(Sharecast News) - Shares in Sage dipped on Thursday despite the enterprise software group raising its full-year outlook slightly after a stronger-than-expected first half, with both revenues and profits growing at double-digit rates.
Total underlying revenues rose 11% year-on-year over the six months to 31 March to £1.36bn, which Sage said reflected "broad-based growth" across the business underpinned by a strong performance in cloud solutions with Sage Business Cloud revenues up 15% at £1.16bn.
"Strong growth across our cloud products, particularly Sage Intacct, supported by investment in our product and go-to-market capabilities together with the focused execution of our AI strategy," the company said.

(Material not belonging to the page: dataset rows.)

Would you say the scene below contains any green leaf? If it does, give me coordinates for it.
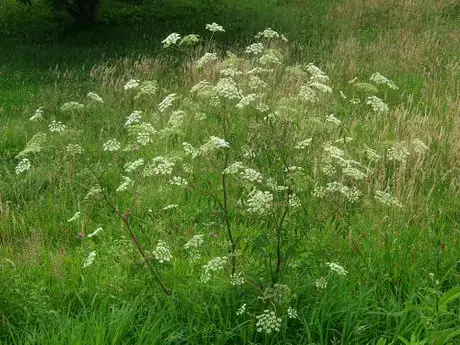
[438,286,460,313]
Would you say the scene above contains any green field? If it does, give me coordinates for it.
[0,0,460,345]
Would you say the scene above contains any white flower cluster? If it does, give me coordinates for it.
[236,303,246,316]
[200,256,228,283]
[123,158,144,173]
[205,23,225,32]
[152,240,172,264]
[125,110,142,127]
[246,189,273,215]
[411,138,429,155]
[86,92,104,103]
[294,138,313,150]
[123,79,139,90]
[161,32,181,48]
[142,156,175,177]
[14,158,31,175]
[244,43,265,55]
[117,176,134,192]
[230,272,246,286]
[158,93,177,113]
[102,139,121,152]
[184,234,204,263]
[83,251,96,268]
[29,107,43,121]
[196,53,218,68]
[366,96,390,114]
[326,262,348,276]
[255,28,280,39]
[48,120,67,133]
[236,93,257,109]
[60,101,85,112]
[67,212,80,223]
[169,176,188,187]
[369,72,398,90]
[387,142,410,164]
[240,168,264,183]
[256,310,281,334]
[213,77,242,99]
[288,307,299,319]
[65,144,85,155]
[315,277,327,290]
[375,190,402,207]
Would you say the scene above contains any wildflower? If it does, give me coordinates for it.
[163,204,179,211]
[102,139,120,152]
[60,101,85,112]
[153,240,172,264]
[200,256,228,283]
[123,158,144,173]
[83,251,96,268]
[125,110,142,127]
[205,23,225,32]
[86,227,103,238]
[14,158,31,175]
[247,189,273,215]
[196,53,217,68]
[158,93,177,113]
[236,303,246,316]
[169,176,188,187]
[387,143,410,164]
[214,77,242,99]
[240,168,263,183]
[294,138,313,150]
[369,72,398,90]
[65,144,85,155]
[86,92,104,103]
[48,121,66,133]
[245,43,265,55]
[366,96,390,114]
[67,212,80,223]
[143,156,175,176]
[255,28,280,39]
[123,79,139,90]
[230,272,246,286]
[412,138,429,155]
[375,190,402,208]
[236,93,257,109]
[326,262,348,276]
[256,310,281,334]
[161,32,181,48]
[326,114,342,125]
[29,107,43,121]
[315,277,327,290]
[288,307,299,319]
[117,176,134,192]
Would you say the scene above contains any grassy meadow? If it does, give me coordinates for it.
[0,0,460,345]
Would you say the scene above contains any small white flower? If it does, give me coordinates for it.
[102,139,120,152]
[326,262,348,276]
[205,23,225,32]
[256,310,281,334]
[14,158,31,175]
[83,251,96,268]
[29,107,43,121]
[67,212,80,223]
[117,176,134,192]
[123,79,139,90]
[86,92,104,103]
[152,240,172,264]
[161,32,181,48]
[48,121,66,133]
[86,227,103,238]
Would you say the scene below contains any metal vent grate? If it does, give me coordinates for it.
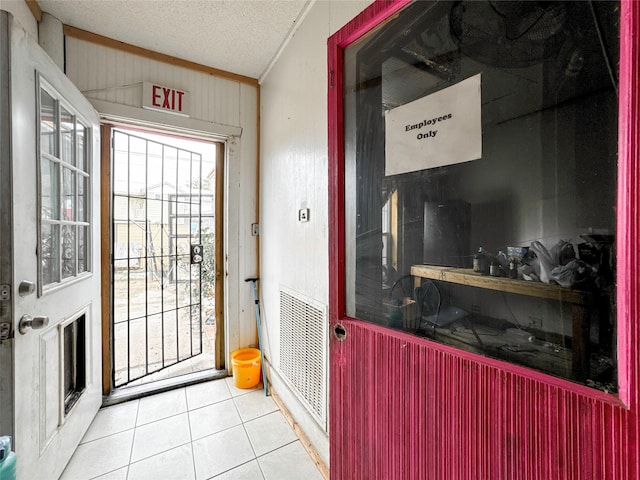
[280,289,327,426]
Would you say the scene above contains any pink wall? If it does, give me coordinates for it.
[328,0,640,480]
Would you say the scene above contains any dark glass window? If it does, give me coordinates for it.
[344,1,619,392]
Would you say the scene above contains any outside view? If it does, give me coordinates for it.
[112,130,216,387]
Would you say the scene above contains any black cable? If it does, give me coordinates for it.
[589,1,618,97]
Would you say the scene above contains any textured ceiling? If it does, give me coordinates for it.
[38,0,310,78]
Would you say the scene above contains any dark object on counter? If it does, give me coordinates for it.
[473,247,491,275]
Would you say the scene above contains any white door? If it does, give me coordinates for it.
[2,12,101,480]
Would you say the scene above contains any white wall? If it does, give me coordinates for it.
[0,0,38,38]
[66,37,258,366]
[260,1,371,465]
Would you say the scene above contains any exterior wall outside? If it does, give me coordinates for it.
[260,1,371,464]
[66,37,258,367]
[329,1,640,480]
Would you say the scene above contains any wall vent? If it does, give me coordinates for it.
[280,288,327,429]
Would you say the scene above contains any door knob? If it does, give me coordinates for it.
[18,315,49,335]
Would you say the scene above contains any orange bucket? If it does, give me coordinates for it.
[231,348,262,388]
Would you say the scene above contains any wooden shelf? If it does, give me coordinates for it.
[411,265,592,381]
[411,265,591,305]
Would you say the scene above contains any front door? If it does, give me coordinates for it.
[0,12,102,479]
[111,129,217,388]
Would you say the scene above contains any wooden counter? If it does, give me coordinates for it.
[411,265,592,381]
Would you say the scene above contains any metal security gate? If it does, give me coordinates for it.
[111,129,215,387]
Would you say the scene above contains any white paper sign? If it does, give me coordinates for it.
[385,74,482,176]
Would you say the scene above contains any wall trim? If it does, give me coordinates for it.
[24,0,42,23]
[62,25,258,87]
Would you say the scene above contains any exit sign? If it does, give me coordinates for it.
[142,82,189,117]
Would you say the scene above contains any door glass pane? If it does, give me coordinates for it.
[40,158,60,220]
[77,173,89,222]
[40,90,58,156]
[60,107,75,165]
[38,80,91,286]
[78,226,89,273]
[113,132,129,195]
[40,223,60,285]
[76,122,88,172]
[62,167,76,220]
[61,225,76,279]
[344,1,620,392]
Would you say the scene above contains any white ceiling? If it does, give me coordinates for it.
[38,0,311,78]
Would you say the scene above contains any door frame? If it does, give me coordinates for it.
[328,0,640,478]
[100,119,229,396]
[0,11,14,437]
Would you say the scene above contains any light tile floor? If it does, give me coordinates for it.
[61,378,323,480]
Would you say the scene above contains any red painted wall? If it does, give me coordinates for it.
[328,0,640,480]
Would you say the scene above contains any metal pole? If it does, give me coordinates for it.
[245,278,269,397]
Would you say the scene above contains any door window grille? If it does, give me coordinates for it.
[38,79,91,290]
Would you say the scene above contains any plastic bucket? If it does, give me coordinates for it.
[231,348,261,388]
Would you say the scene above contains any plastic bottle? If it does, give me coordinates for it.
[0,436,16,480]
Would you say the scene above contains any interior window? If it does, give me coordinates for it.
[38,79,90,293]
[344,0,619,392]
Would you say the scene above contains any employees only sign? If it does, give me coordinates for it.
[385,74,482,176]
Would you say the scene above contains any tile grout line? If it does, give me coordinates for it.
[126,399,142,480]
[270,391,330,480]
[185,404,197,480]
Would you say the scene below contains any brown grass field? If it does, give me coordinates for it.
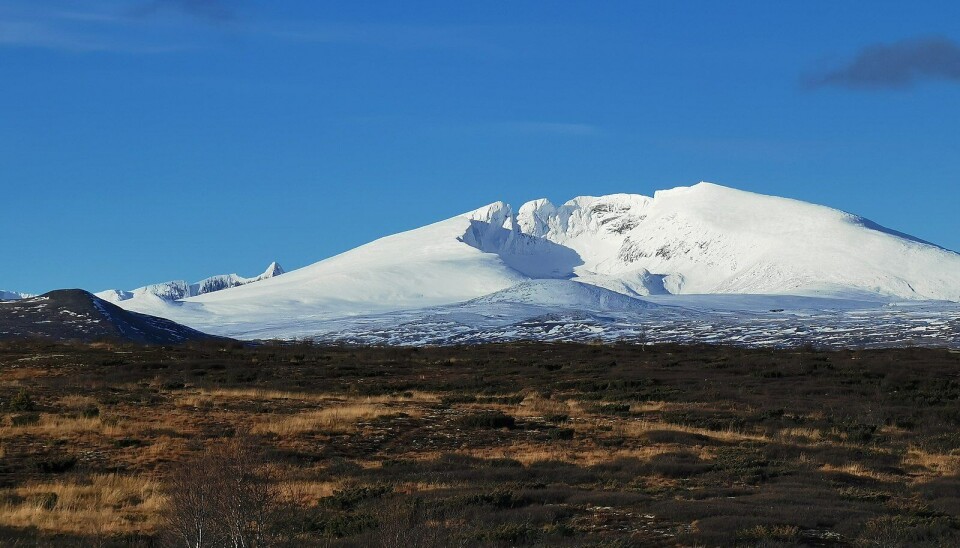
[0,342,960,547]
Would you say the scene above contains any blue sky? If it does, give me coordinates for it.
[0,0,960,292]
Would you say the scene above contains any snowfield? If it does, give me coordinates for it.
[100,183,960,346]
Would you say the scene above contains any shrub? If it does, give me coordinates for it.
[10,413,40,426]
[10,388,36,411]
[459,411,517,428]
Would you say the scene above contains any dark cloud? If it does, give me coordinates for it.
[133,0,236,22]
[803,37,960,89]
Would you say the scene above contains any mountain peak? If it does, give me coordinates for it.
[257,261,285,280]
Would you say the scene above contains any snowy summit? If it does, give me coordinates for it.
[100,183,960,346]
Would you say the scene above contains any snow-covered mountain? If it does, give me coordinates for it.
[0,289,35,301]
[0,289,223,344]
[95,261,284,303]
[103,183,960,346]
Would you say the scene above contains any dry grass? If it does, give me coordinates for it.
[903,447,960,476]
[0,474,165,535]
[0,413,127,438]
[58,394,97,410]
[252,403,396,436]
[175,388,440,407]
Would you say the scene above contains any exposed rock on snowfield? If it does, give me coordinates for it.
[0,289,223,344]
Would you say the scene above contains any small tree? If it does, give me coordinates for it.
[164,436,280,548]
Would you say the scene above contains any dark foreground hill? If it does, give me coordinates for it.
[0,289,221,344]
[0,341,960,548]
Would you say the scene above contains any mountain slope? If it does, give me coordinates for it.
[0,289,223,344]
[105,183,960,336]
[506,183,960,300]
[95,261,284,303]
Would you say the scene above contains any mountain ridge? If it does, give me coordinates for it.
[95,183,960,336]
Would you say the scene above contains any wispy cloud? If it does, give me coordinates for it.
[497,121,603,137]
[0,0,233,54]
[130,0,236,22]
[258,22,506,53]
[802,37,960,89]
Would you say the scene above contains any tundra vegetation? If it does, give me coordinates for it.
[0,341,960,547]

Underlying operating profit rose 15% to £326m, with margins up 80 basis points at 23.9% helped by cost controls, the company said.
The top line beat the consensus forecast of £1.34bn while earnings met analysts' expectations.
Sage said it now expects organic revenue growth to be "above 9%" for FY26, a slight upgrade to earlier guidance of "9% or above", while operating margins are still forecast to "trend upwards".
Meanwhile, the company said it delivered a strong cash performance, with underlying cash conversion of 116%, up from 115% last year, while cash and available liquidity was £1.15bn by the end of the period, up from £1.02bn.
Net debt, however, swelled to £1.50bn from £0.98bn the year before, partly attributable to £353m being spent on share buybacks, increasing the net debt/underlying EBITDA ratio to 2.0x from 1.5x.
Commenting on the first-half performance, chief executive Steve Hare said: "By embedding AI directly into our customers' day-to-day work, we are making our solutions more valuable, reinforcing our competitive advantages, and driving efficient, sustainable growth.
"With our trusted scalable platform, growing agent portfolio and strong momentum supported by investment across the business, I am confident in Sage's ability to deliver growth and long term value for all stakeholders."
Despite the solid results, shares were 2.7% lower at 872.6p by 0948 BST.